5. Si trabajan con el temario de su centro
En Úbeda conviven varios institutos y colegios, y cada uno lleva su ritmo, sus libros y sus criterios de examen. Un refuerzo que va por libre con material genérico puede estar dando en octubre lo que en su clase entra en febrero.
Lo que funciona es lo contrario: que el alumno traiga su libro, sus apuntes y sus exámenes corregidos, y que la clase se construya sobre eso.
6. Dónde está y a qué hora
Parece secundario y es de lo que más determina que un alumno acabe el curso o lo deje en febrero. Si ir a clase supone media hora de desplazamiento en cada sentido, la constancia se resiente.
Valora una ubicación céntrica, a la que pueda ir andando o donde sea fácil dejarle en coche, y un horario que no choque con entrenamientos u otras actividades. Si vienes de fuera de Úbeda —de Baeza, Torreperogil o Sabiote—, pregunta si agrupan horarios por municipio.
7. Qué incluye exactamente el precio
Pide el precio por escrito y con todo dentro: matrícula, material, si se cobran los meses completos aunque haya vacaciones, y qué pasa si un mes necesita una hora más antes de los exámenes.
Pregunta también por los descuentos para hermanos, que en academias pequeñas suelen existir aunque no estén anunciados. Y desconfía tanto de lo sospechosamente barato como de quien no te da una cifra clara hasta que vas presencialmente.
8. Qué te dicen cuando les preguntas por los resultados
Una academia seria te dirá que depende del punto de partida del alumno y de cuánto trabaje. Una academia que te garantiza el aprobado en la primera llamada, sin conocer a tu hijo, te está vendiendo algo que no puede cumplir.
La mejor señal es que te hagan preguntas antes de darte respuestas: en qué asignaturas falla, desde cuándo, cómo estudia en casa. Quien pregunta es porque piensa trabajar tu caso concreto.
Tres señales de alarma
- Te presionan para matricular hoy. Una plaza que caduca en veinticuatro horas suele ser una técnica de venta, no una realidad.
- No te dejan ver el aula. Cualquier centro con nada que esconder te enseña dónde va a estudiar tu hijo.
- Nadie te pregunta por el alumno. Si toda la conversación va de precios y horarios y nadie se interesa por cómo estudia tu hijo, ya sabes qué tipo de sitio es.
Preguntas frecuentes
¿Cuántos alumnos debería tener una clase de apoyo escolar?

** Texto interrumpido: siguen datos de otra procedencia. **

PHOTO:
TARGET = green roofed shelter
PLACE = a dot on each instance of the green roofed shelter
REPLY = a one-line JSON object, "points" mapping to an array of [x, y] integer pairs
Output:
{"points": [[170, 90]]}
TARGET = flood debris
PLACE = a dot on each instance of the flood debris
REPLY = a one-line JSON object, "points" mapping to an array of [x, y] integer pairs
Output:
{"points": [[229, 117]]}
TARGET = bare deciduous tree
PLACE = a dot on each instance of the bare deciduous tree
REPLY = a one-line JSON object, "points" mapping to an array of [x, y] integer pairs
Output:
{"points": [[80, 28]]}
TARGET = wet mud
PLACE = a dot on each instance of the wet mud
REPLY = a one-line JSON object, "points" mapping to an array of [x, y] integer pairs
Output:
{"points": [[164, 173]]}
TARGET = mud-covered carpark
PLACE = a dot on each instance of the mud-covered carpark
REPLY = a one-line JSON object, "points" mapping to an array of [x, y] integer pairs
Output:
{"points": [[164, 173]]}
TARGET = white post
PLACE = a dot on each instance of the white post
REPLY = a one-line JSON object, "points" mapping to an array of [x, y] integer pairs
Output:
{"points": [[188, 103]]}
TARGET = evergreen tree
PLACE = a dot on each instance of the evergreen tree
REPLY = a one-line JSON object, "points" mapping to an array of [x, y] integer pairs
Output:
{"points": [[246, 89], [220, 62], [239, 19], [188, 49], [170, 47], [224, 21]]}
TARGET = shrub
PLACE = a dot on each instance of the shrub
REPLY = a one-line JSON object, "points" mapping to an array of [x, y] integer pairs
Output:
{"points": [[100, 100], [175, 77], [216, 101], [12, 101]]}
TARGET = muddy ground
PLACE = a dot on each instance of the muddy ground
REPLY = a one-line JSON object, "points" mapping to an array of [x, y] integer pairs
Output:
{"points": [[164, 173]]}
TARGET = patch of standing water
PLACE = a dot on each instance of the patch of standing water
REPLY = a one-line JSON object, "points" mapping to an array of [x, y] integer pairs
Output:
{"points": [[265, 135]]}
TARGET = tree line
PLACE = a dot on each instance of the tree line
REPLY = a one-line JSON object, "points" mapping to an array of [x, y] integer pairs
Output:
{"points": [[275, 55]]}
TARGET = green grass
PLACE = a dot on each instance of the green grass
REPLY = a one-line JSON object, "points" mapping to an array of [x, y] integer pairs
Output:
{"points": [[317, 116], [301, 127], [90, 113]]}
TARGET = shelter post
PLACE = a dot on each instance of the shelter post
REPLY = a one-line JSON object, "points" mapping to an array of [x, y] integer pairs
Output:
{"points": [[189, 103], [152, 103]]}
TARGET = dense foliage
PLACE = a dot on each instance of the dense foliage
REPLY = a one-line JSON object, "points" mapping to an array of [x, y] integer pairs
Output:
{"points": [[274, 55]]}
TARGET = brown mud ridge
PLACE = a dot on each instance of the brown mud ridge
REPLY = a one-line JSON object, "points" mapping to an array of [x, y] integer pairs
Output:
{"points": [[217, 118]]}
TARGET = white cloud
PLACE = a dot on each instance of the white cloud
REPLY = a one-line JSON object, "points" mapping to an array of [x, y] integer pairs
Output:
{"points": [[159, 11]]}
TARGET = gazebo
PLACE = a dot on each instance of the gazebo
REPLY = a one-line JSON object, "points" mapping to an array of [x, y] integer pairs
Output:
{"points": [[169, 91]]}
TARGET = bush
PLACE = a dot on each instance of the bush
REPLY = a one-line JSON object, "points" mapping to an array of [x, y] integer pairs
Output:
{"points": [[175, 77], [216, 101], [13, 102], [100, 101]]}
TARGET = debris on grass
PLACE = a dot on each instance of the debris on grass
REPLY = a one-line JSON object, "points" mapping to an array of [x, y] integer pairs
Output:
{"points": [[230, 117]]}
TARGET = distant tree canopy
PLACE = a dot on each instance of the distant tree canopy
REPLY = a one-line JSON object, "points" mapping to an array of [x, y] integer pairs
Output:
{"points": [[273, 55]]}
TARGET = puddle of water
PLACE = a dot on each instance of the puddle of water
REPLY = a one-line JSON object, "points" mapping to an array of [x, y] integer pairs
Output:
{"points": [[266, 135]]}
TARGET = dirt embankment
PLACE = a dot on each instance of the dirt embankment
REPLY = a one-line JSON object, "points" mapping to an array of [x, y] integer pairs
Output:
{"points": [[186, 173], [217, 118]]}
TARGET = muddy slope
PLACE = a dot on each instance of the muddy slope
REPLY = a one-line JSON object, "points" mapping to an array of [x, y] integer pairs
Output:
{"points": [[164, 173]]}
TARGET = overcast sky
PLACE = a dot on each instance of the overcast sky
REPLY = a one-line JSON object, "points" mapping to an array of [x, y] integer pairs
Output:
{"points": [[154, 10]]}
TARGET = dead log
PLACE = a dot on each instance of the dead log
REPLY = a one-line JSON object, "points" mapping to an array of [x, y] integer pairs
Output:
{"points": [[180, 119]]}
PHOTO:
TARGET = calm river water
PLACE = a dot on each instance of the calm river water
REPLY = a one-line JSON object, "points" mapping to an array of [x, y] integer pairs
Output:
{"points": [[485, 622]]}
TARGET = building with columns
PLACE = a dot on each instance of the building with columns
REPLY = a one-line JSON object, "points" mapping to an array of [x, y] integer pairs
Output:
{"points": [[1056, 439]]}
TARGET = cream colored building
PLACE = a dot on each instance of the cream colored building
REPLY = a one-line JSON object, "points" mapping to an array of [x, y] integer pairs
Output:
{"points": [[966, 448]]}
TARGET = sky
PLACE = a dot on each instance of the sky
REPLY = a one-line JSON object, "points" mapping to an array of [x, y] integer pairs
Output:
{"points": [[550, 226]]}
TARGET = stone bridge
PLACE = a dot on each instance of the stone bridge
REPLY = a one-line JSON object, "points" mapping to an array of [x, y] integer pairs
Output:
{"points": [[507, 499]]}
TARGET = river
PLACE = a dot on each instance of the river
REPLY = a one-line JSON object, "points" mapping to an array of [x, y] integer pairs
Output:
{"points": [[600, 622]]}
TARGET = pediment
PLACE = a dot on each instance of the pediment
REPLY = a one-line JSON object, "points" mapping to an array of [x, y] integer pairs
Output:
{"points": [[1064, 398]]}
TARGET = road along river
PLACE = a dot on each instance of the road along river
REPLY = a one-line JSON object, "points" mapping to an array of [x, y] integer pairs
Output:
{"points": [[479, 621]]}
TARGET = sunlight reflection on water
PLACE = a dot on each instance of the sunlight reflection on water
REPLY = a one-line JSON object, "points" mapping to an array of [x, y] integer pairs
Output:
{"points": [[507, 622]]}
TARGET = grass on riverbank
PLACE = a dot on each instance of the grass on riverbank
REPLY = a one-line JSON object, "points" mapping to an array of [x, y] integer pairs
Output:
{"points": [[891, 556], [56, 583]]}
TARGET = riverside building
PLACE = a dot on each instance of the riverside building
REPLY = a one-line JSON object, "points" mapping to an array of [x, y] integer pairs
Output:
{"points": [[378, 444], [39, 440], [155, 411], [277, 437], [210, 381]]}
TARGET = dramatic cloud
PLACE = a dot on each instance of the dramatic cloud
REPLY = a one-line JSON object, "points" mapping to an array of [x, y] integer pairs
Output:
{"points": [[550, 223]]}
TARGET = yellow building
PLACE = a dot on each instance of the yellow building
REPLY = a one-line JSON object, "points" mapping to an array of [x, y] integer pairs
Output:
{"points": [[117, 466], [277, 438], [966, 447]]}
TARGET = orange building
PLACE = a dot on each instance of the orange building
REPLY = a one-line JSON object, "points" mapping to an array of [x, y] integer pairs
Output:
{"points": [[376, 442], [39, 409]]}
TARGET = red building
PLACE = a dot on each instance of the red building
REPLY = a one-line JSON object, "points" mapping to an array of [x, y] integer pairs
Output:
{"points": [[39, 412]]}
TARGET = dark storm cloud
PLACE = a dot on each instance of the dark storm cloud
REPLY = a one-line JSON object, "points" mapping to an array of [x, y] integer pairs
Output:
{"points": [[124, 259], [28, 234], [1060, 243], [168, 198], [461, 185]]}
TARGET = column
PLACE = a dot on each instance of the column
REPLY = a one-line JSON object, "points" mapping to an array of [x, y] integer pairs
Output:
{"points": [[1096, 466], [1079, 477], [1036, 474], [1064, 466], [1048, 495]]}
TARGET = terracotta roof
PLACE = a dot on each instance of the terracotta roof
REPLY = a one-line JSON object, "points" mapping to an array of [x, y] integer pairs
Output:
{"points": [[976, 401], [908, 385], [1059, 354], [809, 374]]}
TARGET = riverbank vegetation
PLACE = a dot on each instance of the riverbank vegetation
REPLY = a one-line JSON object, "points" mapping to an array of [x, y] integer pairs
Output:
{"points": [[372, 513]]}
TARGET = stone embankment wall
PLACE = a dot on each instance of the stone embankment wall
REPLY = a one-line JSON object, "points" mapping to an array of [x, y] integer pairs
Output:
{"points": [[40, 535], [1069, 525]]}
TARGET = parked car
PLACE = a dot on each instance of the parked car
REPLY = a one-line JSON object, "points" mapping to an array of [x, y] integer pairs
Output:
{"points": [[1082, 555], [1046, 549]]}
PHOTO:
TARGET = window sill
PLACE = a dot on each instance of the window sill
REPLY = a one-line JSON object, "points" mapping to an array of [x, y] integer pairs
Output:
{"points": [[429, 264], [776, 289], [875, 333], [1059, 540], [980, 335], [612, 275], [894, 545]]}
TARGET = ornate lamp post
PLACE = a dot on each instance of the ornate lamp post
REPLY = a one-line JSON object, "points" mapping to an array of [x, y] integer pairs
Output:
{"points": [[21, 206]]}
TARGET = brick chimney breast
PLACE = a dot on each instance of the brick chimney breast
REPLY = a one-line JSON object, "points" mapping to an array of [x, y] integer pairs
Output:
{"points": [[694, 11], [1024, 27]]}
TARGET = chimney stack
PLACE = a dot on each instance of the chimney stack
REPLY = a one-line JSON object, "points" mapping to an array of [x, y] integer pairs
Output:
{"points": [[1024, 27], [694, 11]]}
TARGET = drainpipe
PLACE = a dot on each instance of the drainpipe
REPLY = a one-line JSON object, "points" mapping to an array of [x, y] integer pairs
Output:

Cuantos menos, mejor. Por encima de ocho o diez alumnos por profesor deja de ser refuerzo personalizado y se parece demasiado a la clase del instituto, que es justo de donde el alumno viene sin haber resuelto sus dudas.
¿Es mejor una academia o un profesor particular a domicilio?
Depende del caso. El profesor a domicilio ofrece atención uno a uno y máxima flexibilidad. La academia aporta un entorno de estudio sin distracciones, continuidad si un profesor falla y el empuje de trabajar rodeado de otros alumnos. Para la mayoría de estudiantes de ESO y Bachillerato, el entorno de la academia rinde más.
¿Cuándo es el mejor momento para apuntar a mi hijo a una academia?
En septiembre, antes de que se acumule el retraso. La segunda mejor opción es justo después de la primera evaluación, cuando ya se sabe qué asignaturas van mal pero aún queda curso por delante para reaccionar.